Annual consumer inflation slowed in Italy and Spain in May, heightening concerns about deflation risk in the eurozone as the bloc’s central bank gears up for an expected growth-boosting shift in monetary policy next week.

Italy’s EU-harmonised inflation rate eased to a weaker-than-expected 0.4 per cent year-on-year from 0.5 per cent in April, statistics office Istat said in Rome.

Corresponding inflation in Spain was 0.2 per cent, down from 0.3 per cent, data from the National Statistics Institute in Madrid showed.

The subdued data from the eurozone’s third and fourth largest economies, driven by lower food costs, is likely to feed into widespread expectations that the European Central Bank will ease monetary policy significantly at its meeting next Thursday.

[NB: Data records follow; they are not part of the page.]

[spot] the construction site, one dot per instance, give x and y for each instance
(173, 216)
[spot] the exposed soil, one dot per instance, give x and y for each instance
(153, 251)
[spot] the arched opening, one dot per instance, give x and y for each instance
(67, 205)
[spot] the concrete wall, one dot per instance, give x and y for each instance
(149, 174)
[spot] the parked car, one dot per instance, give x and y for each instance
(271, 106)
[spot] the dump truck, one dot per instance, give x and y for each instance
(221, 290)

The ECB targets annual eurozone inflation of just under 2 per cent, but it has been in the bank’s “danger zone” of below one per cent for seven months. Prices across the bloc rose just 0.7 per cent in April and data due on Tuesday is expected to show that rate stayed unchanged in May, consensus forecasts show.

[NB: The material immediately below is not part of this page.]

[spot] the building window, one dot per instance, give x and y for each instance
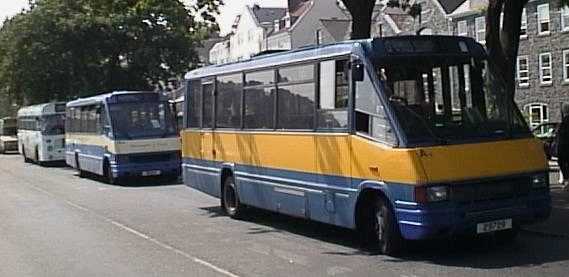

Bank of Italy governor Ignazio Visco said the steep drop in inflation across the eurozone had surprised forecasters.

“This pattern has been more pronounced in the countries directly hit by the sovereign debt crisis, but it is common to the entire euro area,” he said in a speech to the annual meeting of the Italian central bank in Rome.

Visco, who also sits on the ECB Governing Council, said the central bank was determined to act next Thursday if it decided inflation would remain well below its target over the next two years, if necessary using unconventional measures.

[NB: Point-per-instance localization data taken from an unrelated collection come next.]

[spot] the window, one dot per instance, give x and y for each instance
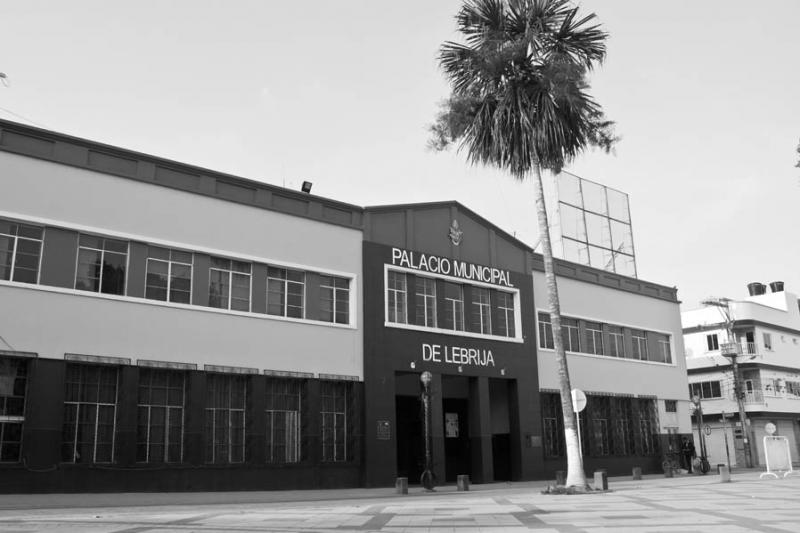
(169, 275)
(225, 418)
(160, 412)
(705, 389)
(545, 332)
(426, 302)
(13, 378)
(505, 315)
(481, 310)
(285, 292)
(334, 421)
(594, 338)
(101, 265)
(713, 342)
(396, 297)
(639, 342)
(229, 284)
(569, 331)
(616, 342)
(284, 400)
(90, 409)
(454, 306)
(664, 349)
(335, 299)
(20, 252)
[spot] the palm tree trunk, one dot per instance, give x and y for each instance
(575, 474)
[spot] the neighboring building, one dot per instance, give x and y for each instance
(167, 327)
(766, 339)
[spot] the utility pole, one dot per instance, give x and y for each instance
(731, 350)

Reuters reported earlier this month that the ECB is preparing a package of policy options for its June meeting. It includes cuts in all its interest rates as well as targeted measures aimed at boosting lending to smaller firms.

The ECB insists it sees no bloc-wide deflation threat, but some economists fear consumers in the eurozone may delay spending plans on the assumption that goods and services will get cheaper.

Commenting on yesterday’s data, Raj Badiani, economist at IHS Global Insight, said he expected Spain to experience an extended period of low inflation.

“Depressed economic and labour-market conditions will continue to squeeze wage growth and high-street prices. Retailers and service providers continue to use heavy discounting, in the face of fierce competition,” he said.

Barclays retained its 0.6 per cent forecast for May eurozone inflation following yesterday’s data. “We still see downside risks to our projection,” the bank said in a note.

Visco said core inflation in the eurozone had fallen to its lowest levels since the introduction of the single currency, while the drop in broader HICP inflation “reflects not only the fall in energy prices, compounded by the appreciation of the euro, but also the persistent weakness of the economy”.